本发明通过数据传输装置与60GHz毫米波收发器(例如,采用ST60A2芯片20)配合构成了60GHz毫米波全双工旋转数据传输系统,实现了60GHz毫米波在旋转情况下高速全双工数据传输,取得了非常好的技术效果。
以上内容是结合具体的优选实施方式对本发明所作的进一步详细说明,不能认定本发明的具体实施只局限于这些说明。对于本发明所属技术领域的普通技术人员来说,在不脱离本发明构思的前提下,还可以做出若干简单推演或替换,都应当视为属于本发明的保护范围。

Claims (12)

  1. 一种数据传输装置,其特征在于:包括同频全双工旋转天线,所述同频全双工旋转天线包括极化栅,由所述极化栅产生左旋/右旋圆极化电磁波,所述同频全双工旋转天线为左旋极化和右旋极化一体天线,左旋圆极化电磁波和右旋圆极化电磁波相位正交。

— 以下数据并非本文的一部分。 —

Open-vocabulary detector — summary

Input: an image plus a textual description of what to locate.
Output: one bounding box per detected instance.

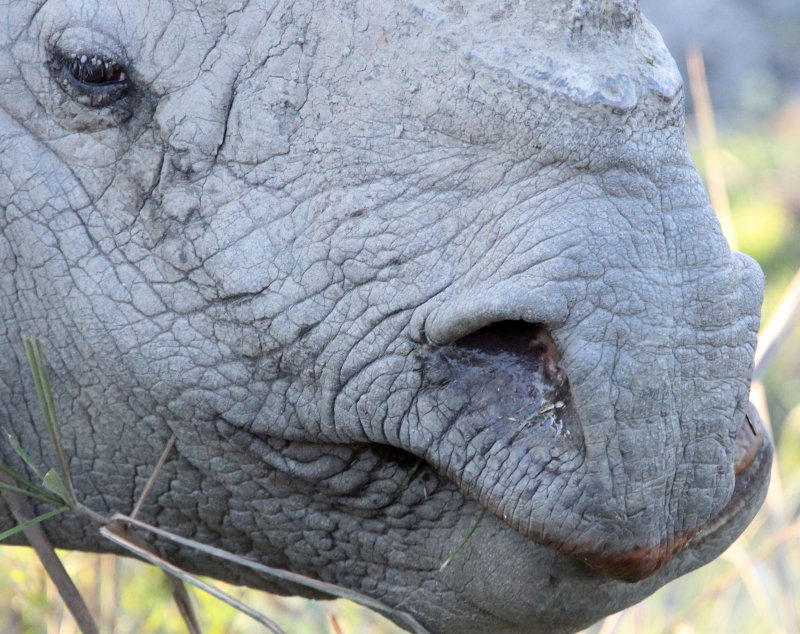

  2. 根据权利要求1所述的数据传输装置,其特征在于:所述同频全双工旋转天线包括天线壁、矩形波导、圆波导喇叭,所述矩形波导和极化栅位于所述天线壁内,所述圆波导喇叭位于所述天线壁一侧,所述矩形波导与所述极化栅相连,所述极化栅产生的左旋/右旋圆极化电磁波经过圆波导喇叭发射到空中。
  3. 根据权利要求2所述的数据传输装置,其特征在于:所述极化栅为无规则形状。
  4. 根据权利要求1所述的数据传输装置,其特征在于:所述同频全双工旋转天线设有安装槽,所述PCB转接模块安装在所述安装槽内。
  5. 根据权利要求1至4任一项所述的数据传输装置,其特征在于:该数据传输装置还包括PCB转接模块,所述PCB转接模块与所述同频全双工旋转天线相连。
  6. 根据权利要求5所述的数据传输装置,其特征在于:所述PCB转接模块包括PCB、折叠偶极子单元,所述PCB与所述折叠偶极子单元相连,所述折叠偶极子单元为两个,两个折叠偶极子单元与所述矩形波导相连。
  7. 根据权利要求6所述的数据传输装置,其特征在于:所述折叠偶极子单元包括第一偶极子单元和第二偶极子单元,所述第一偶极子单元位于所述PCB顶层,所述第二偶极子单元位于所述PCB第二层,所述第二偶极子单元和信号地相连,所述第一偶极子单元和所述第二偶极子单元呈对称结构,所述第一偶极子单元与所述矩形波导相连。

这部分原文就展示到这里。